Fig. 3: Illustration of workflows for the different techniques exemplified using Magnetic Resonance Imaging (MRI) data.
figure 3

a Data augmentation approach using stochastic and image processing methodology. b Cross-domain Transfer Learning applying low-level filters learnt by a Convolutional Neural Network (CNN) from the Imagenet database. c Intra-domain Transfer Learning deriving a statistical embedding from a large database of MRI images employing a Generative Adversarial Network (GAN)

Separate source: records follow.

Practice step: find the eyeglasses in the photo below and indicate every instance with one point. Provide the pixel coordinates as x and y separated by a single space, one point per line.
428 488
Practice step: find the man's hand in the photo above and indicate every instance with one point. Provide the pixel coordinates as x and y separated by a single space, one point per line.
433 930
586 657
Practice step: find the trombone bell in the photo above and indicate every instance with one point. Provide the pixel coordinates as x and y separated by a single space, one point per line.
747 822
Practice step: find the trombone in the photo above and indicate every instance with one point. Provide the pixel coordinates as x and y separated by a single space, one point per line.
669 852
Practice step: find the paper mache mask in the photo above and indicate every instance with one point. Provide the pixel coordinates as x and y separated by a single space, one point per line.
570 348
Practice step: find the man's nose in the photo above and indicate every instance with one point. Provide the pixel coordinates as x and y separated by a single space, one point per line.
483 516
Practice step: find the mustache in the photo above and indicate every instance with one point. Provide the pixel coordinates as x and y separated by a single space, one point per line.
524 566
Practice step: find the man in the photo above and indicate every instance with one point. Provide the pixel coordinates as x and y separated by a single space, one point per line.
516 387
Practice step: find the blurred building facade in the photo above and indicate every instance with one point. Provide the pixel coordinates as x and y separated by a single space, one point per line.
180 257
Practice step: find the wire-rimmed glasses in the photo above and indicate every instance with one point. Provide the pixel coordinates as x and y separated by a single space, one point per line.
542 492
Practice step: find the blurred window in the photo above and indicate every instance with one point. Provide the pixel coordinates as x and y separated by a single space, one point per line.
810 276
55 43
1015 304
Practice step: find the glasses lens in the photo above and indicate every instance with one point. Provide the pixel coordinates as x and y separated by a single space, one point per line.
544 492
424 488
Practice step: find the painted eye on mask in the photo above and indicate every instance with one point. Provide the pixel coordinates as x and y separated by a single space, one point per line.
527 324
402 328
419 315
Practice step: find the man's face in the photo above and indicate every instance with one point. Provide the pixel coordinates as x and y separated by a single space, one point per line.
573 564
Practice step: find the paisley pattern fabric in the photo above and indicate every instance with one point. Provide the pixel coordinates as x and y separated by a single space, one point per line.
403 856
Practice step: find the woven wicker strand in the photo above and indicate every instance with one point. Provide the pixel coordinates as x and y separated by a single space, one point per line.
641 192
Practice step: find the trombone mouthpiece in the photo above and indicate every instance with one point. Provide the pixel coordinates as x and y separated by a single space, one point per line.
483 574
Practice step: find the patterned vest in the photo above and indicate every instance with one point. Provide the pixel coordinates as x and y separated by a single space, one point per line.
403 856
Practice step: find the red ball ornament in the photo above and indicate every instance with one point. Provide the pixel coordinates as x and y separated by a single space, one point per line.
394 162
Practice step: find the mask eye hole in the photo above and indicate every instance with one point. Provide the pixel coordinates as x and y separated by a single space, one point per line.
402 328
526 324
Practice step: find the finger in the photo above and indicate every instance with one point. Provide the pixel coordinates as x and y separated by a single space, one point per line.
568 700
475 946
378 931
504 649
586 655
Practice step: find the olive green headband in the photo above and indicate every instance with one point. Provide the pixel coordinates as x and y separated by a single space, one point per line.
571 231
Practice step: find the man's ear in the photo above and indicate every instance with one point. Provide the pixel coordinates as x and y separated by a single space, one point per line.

From ML models to clinical decision support systems

At current, applied ML in psychiatry shows promise yet is still in its early days. Once best practice is attained and proof-of-concept studies have been conducted, forward testing will be necessary to demonstrate prognostic stability, incremental utility, and real-world estimates of performance in the same context as they will be clinically deployed. In such a forward test, a clinician could make their prediction and clinical decision (e.g., will a patient enter remission if they prescribe a certain drug? If so, prescribe drug). In parallel, a trained model could also make its prediction, with both the model and clinician assessed at a 12-week endpoint. However, given the interpersonal nature of psychiatric care, it is unlikely that even if ML models prove to outperform clinician prognostication, they will ever solely drive the clinical decision-making process. Therefore, the testing of AI decision support systems alongside clinicians will likely provide a more realistic approximation of what to expect in terms of socially accepted clinical use. In this third study arm, a clinician could make a prediction and decision not only based off of their own clinical expertize, but the binary prediction of an ML model, as well as its predicted probabilities62. Here, the synergy between a clinician and an AI decision support system could be measured. In this case, not only the binary prediction but the probabilistic estimates are of importance. Therefore, model calibration should also be carefully considered (see Niculescu-Mizil & R. Caruana63 and the sklearn documentation64). If the collaboration of the clinician and the AI system significantly outperform clinician prognostication alone, the model could then move towards clinical deployment.

Psychiatry and beyond

Whilst the current overview has focused on the application of ML to psychiatric phenotypes, these recommendations will generalize to most areas of applied ML in medicine. However, as psychiatric disorders are defined based on deviations of phenotypic characteristics—not causal biological models—a disorder can be highly heterogeneous with regard to its biological underpinnings. Therefore, diagnostic labels in psychiatry likely contain noise not seen in other medical disciplines. This presents a set of unique challenges that are distinct to psychiatry, with implications for model selection, accuracy, reliability, reproducibility, and ceiling effects on model performance. In areas that do not face these challenges, for example, oncology, specific problems discussed, e.g., sample sized based systematic overestimation and overfitting risks may be less prevalent. Therefore, domain application should always be considered. Moving forward, only by parsing this heterogeneity in psychiatric phenotypes will we be able to lay the groundwork for more targeted models and improved patient care65,66.

Conclusion

In this overview, we have suggested and discussed best-practice guidelines with the intention that they may help stakeholders, journals, and funding agencies to obtain a more realistic view of (1) what can be expected of a planned research project in terms of clinical utility, (2) how much closer a particular finding has brought us to clinical application, and (3) what remains to be done before we can expect improvements in daily practice. In addition, understanding how to develop, train, and evaluate ML models and publications might help researchers new to the field of ML in psychiatry to better plan and monitor their ML projects, creating robust best-practice procedures in the mid-term. In the long-run, we hope that these guidelines can help to channel funding, as well as media attention towards the most promising developments regarding improved patient care, circumventing the evident dangers of the current hype around machine learning and artificial intelligence.